Standardising

Cleaning and standardising your data may increase your record linkage accuracy. The Python Record Linkage Toolkit contains several tools for data cleaning and standardising. Some of the tools included are: phonetic encoding algorithms and string cleaning tools. The tools are included in the submodule standardise. (Import example: from recordlinkage.standardise import clean, phonenumbers)

clean(s, lowercase=True, replace_by_none='[^ \\-\\_A-Za-z0-9]+', replace_by_whitespace='[\\-\\_]', strip_accents=None, remove_brackets=True, encoding='utf-8', decode_error='strict')

Clean string variables.

Clean strings in the Series by removing unwanted tokens, whitespace and brackets.

Parameters:
  • s (pandas.Series) – A Series to clean.
  • lower (bool, optional) – Convert strings in the Series to lowercase. Default True.
  • replace_by_none (str, optional) – The matches of this regular expression are replaced by ‘’.
  • replace_by_whitespace (str, optional) – The matches of this regular expression are replaced by a whitespace.
  • remove_brackets (bool, optional) – Remove all content between brackets and the brackets themselves. Default True.
  • strip_accents ({'ascii', 'unicode', None}, optional) – Remove accents during the preprocessing step. ‘ascii’ is a fast method that only works on characters that have an direct ASCII mapping. ‘unicode’ is a slightly slower method that works on any characters. None (default) does nothing.
  • encoding (string, optional) – If bytes are given, this encoding is used to decode. Default is ‘utf-8’.
  • decode_error ({'strict', 'ignore', 'replace'}, optional) – Instruction on what to do if a byte Series is given that contains characters not of the given encoding. By default, it is ‘strict’, meaning that a UnicodeDecodeError will be raised. Other values are ‘ignore’ and ‘replace’.

Example

>>> import pandas
>>> from recordlinkage.standardise import clean
>>>
>>> name = ['Mary-ann', 'Bob :)', 'Angel', 'Bob (alias Billy)', None]
>>> s = pandas.Series(names)
>>> print(clean(s))
0    mary ann
1         bob
2       angel
3         bob
4         NaN
dtype: object
Returns:pandas.Series – A cleaned Series of strings.
phonenumbers(s)

Clean phonenumbers by removing all non-numbers (except +).
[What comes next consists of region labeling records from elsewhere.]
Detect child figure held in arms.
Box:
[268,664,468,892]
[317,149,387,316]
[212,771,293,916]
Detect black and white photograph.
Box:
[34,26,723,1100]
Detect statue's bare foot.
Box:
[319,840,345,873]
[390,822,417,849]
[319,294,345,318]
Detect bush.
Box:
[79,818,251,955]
Parameters:s (pandas.Series) – A Series to clean.
Returns:pandas.Series – A Series with cleaned phonenumbers.
value_occurence(s)

Count the number of times each value occurs.
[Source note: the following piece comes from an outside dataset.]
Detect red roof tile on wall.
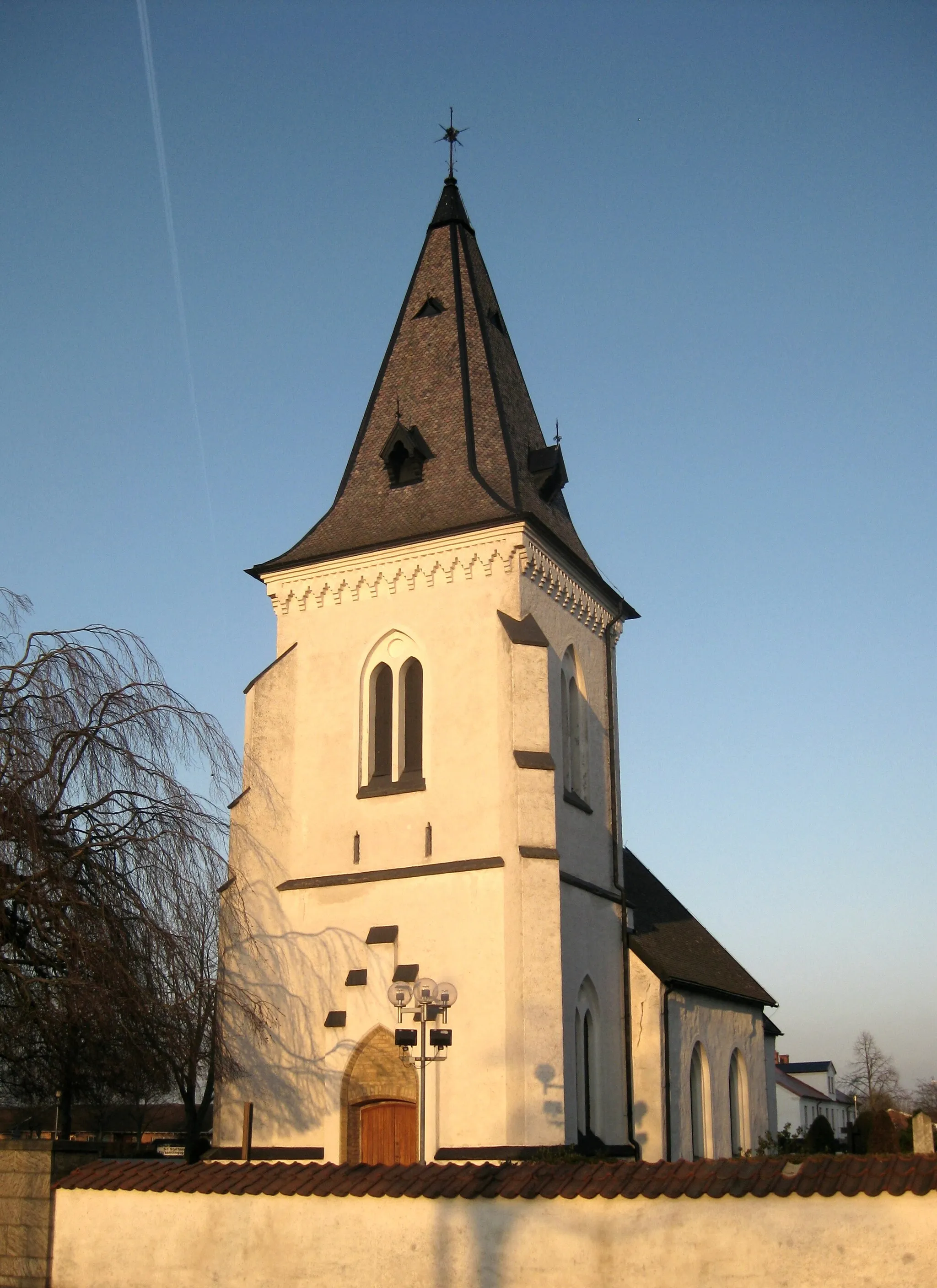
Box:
[57,1154,937,1199]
This function returns the counts for each row, in contrast with pandas.value_counts.

Returns:pandas.Series – A Series with value counts.
phonetic(s, method, concat=True, encoding='utf-8', decode_error='strict')
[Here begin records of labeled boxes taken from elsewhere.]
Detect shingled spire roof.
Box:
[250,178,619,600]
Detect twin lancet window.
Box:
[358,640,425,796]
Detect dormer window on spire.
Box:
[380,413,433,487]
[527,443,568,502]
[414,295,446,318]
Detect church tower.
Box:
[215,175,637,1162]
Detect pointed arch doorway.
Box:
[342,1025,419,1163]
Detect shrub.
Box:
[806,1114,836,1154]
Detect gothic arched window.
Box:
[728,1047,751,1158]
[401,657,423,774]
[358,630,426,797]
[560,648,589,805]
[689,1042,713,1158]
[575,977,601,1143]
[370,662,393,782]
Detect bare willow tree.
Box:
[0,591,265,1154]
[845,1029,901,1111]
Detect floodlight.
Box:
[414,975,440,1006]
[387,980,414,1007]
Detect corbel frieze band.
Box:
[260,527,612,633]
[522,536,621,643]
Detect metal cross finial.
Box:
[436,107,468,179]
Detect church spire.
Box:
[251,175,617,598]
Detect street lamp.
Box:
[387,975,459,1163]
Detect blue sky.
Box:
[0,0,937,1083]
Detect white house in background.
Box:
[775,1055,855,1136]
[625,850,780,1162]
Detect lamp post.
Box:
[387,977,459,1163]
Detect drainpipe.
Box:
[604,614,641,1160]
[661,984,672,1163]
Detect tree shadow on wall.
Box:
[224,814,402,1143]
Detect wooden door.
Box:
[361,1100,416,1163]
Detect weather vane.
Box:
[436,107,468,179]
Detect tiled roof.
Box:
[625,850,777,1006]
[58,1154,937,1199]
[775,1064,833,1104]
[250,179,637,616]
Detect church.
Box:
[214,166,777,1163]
Convert names or strings into phonetic codes.

The implemented algorithms are soundex, nysiis, metaphone or match_rating.

Parameters:
  • method (string) – The algorithm that is used to phonetically encode the values. The possible options are “soundex”, “nysiis”, “metaphone” or “match rating”.
  • concat (bool, optional) – Remove whitespace before phonetic encoding.
  • encoding (string, optional) – If bytes are given, this encoding is used to decode. Default is ‘utf-8’.
  • decode_error ({'strict', 'ignore', 'replace'}, optional) – Instruction on what to do if a byte Series is given that contains characters not of the given encoding. By default, it is ‘strict’, meaning that a UnicodeDecodeError will be raised. Other values are ‘ignore’ and ‘replace’.:type method: str
Returns:

pandas.Series – A Series with phonetic encoded values.

Note

The ‘soundex’ and ‘nysiis’ algorithms use the package ‘jellyfish’. It can be installed with pip (pip install jellyfish).